Optionally, the technical field of face recognition includes intelligent security, video monitoring and public security investigation.
The invention has the beneficial effects that:
the invention integrates the image generation technology into the video face recognition, and aggregates a plurality of low-quality video sequences into a single high-quality front face image through the aggregation network, thereby overcoming the defect of extracting image characteristics frame by frame in the current video face recognition technology and improving the video face recognition efficiency.
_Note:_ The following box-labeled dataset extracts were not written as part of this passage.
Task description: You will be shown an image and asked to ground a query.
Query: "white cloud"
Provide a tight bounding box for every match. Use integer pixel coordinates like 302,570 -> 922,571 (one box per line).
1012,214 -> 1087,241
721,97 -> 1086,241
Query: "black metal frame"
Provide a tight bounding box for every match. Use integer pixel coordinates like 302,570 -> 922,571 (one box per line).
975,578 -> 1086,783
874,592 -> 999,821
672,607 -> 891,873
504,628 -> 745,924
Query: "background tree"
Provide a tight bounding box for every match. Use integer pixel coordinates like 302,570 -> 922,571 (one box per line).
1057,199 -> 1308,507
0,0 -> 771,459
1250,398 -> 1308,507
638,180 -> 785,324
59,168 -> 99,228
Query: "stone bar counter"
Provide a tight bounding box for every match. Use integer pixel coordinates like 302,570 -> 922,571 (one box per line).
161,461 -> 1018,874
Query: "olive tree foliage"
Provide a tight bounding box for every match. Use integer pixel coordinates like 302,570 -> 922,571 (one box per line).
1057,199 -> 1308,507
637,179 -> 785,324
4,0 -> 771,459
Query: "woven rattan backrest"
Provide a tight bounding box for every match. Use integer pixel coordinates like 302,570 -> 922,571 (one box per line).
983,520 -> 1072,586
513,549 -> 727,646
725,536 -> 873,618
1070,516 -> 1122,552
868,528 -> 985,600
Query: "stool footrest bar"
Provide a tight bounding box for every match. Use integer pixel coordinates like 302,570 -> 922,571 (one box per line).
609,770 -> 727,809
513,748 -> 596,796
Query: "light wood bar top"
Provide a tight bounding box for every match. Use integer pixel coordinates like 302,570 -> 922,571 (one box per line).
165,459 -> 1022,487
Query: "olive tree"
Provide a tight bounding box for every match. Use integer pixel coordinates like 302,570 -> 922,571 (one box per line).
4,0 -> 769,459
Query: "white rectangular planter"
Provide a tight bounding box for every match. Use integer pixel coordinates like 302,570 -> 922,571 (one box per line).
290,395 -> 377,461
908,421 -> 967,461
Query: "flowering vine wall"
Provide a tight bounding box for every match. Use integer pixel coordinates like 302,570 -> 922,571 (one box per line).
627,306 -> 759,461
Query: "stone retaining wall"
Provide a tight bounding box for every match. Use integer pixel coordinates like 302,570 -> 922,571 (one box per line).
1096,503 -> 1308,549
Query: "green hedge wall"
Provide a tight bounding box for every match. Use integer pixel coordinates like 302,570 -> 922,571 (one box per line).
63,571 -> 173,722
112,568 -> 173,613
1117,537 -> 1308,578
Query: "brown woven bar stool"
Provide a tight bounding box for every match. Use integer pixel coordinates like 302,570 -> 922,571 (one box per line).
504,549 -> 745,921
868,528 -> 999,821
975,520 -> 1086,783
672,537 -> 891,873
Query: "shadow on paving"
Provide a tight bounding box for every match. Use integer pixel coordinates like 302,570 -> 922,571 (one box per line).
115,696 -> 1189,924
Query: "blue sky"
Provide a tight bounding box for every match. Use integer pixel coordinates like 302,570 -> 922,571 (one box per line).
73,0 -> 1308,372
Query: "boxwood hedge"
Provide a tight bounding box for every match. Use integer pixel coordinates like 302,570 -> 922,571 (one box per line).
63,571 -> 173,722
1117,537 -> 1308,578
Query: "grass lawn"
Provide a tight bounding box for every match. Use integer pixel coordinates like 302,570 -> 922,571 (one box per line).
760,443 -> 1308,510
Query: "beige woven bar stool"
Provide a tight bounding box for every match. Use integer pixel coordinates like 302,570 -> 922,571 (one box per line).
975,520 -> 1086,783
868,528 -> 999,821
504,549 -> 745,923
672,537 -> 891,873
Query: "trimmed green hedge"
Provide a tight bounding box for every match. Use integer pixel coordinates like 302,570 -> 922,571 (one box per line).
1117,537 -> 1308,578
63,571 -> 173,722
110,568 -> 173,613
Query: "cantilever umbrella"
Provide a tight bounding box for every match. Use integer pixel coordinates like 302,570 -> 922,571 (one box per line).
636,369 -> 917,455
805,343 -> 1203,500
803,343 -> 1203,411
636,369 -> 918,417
The aggregation countermeasure network constructed by the invention consists of three networks, namely an aggregation network, a judgment network and an identification network, wherein the aggregation network and the judgment network form countermeasure learning, and the generated image is closer to the static image of the target set in a competitive mode; the perception loss is calculated in the high-dimensional feature space through the recognition network, so that the generated image is closer to the corresponding static image of the target set in the perception performance, and the performance of the aggregation network is improved.
The discrimination network designed by the invention adopts a softmax multi-dimensional output mode, can judge the authenticity of the image and also can discriminate the identity type of the image, and ensures that the identity type of the generated image is consistent with the static image of the target set through a resistance loss containing identity type information, so that the identity of the generated image is closer to the true value, the subsequent identification is more accurate and the identification efficiency is higher.
Drawings
In order to more clearly illustrate the technical solutions in the embodiments of the present invention, the drawings needed to be used in the description of the embodiments will be briefly introduced below, and it is obvious that the drawings in the following description are only some embodiments of the present invention, and it is obvious for those skilled in the art to obtain other drawings based on these drawings without creative efforts.
Fig. 1 is a flowchart of a video face recognition technology based on an aggregation countermeasure network according to the present invention.
Fig. 2 is a network structure diagram of an aggregation countermeasure network used in the present invention.
Fig. 3A is a partial subset display diagram of a video sequence data set used by the present invention.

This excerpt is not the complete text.